Sin darse cuenta, la tía Delia derrocha metáforas cuando habla. «La vida es un carnaval», suelta cuando algún sucedido la descoloca, circunstancia muy poco frecuente, pues ya casi todo le importa un pimiento morrón. En verdad, la metáfora, como herramienta de la imaginación poética, impregna el devenir cotidiano a cada paso, en cada conversación: «Laura, no te comas tanto la olla, que no vale la pena»; «a mengano le falta un tornillo»; «ponte las pilas, ‘brother’»; «la inflación va como una bici sin frenos». Y cosas así. La palabra es solo espuma del pensamiento y, como tal, se deshace, se escurre de entre las manos, y a menudo no basta para expresar, cubrir y acotar la complejidad del mundo. De ahí la metáfora, un retorcimiento del lenguaje para acertar en la diana, una figura retórica que nace de una comparación sobreentendida.
Dieta de brócoli
Josep Borrell, jefe de la diplomacia europea, frecuenta la metáfora. La semana pasada salió con lo de los países «herbívoros» y los «carnívoros», y no estuvo mal, tira que te vas como argumento, porque la UE no puede seguir a dieta de brócoli con Vladímir Putin, sino que debe enseñarle (un poco) los colmillos lobunos. Pero acto seguido, envalentonado por la elasticidad del lenguaje, en una conferencia en Brujas, va y se mete en un espinoso jardín geopolítico al comparar Europa con un vergel, mientras el resto del mundo, en su mayoría, constituye «una jungla» donde impera la ley del más fuerte… Se ha liado parda, claro, y se ha visto obligado a matizar las declaraciones. Aunque habría que dar de comer aparte a los países protestones (Rusia, Irán, Emiratos Árabes), no es menos cierto que el símil exhala un tufo neoconservador y etnocéntrico.
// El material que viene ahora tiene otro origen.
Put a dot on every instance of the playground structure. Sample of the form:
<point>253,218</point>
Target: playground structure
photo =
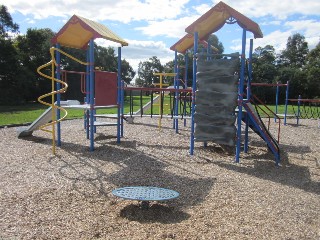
<point>212,88</point>
<point>306,108</point>
<point>206,124</point>
<point>102,89</point>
Borrell es listo. Sabe que la metáfora funciona en el discurso político porque cumple dos funciones: 1) logra llamar la atención y 2) fija mejor el mensaje que se pretende transmitir. La ha empleado a veces con fortuna, al calificar el Brexit como «el caso de un país que se pega un tiro en el pie de forma gratuita». Pero en otras ocasiones ha metido la pata hasta el corvejón, en pleno ‘procès’, por ejemplo, cuando espetó que antes de coser las heridas, había que «desinfectarlas». Haciendo amigos.
Hasta el peor de los poetas sabe que si tira, tira y tira del recurso retórico acaba saliéndole un pestiño, como el bolero «muñequita linda de cabellos de oro, de dientes de perlas, labios de rubí». Y a la luna, que la olviden, pues de tanto ordeñarla la dejaron seca. Gómez de la Serna tuvo que dedicarle una greguería, la metáfora con humor: «La luna es un banco de metáforas arruinado».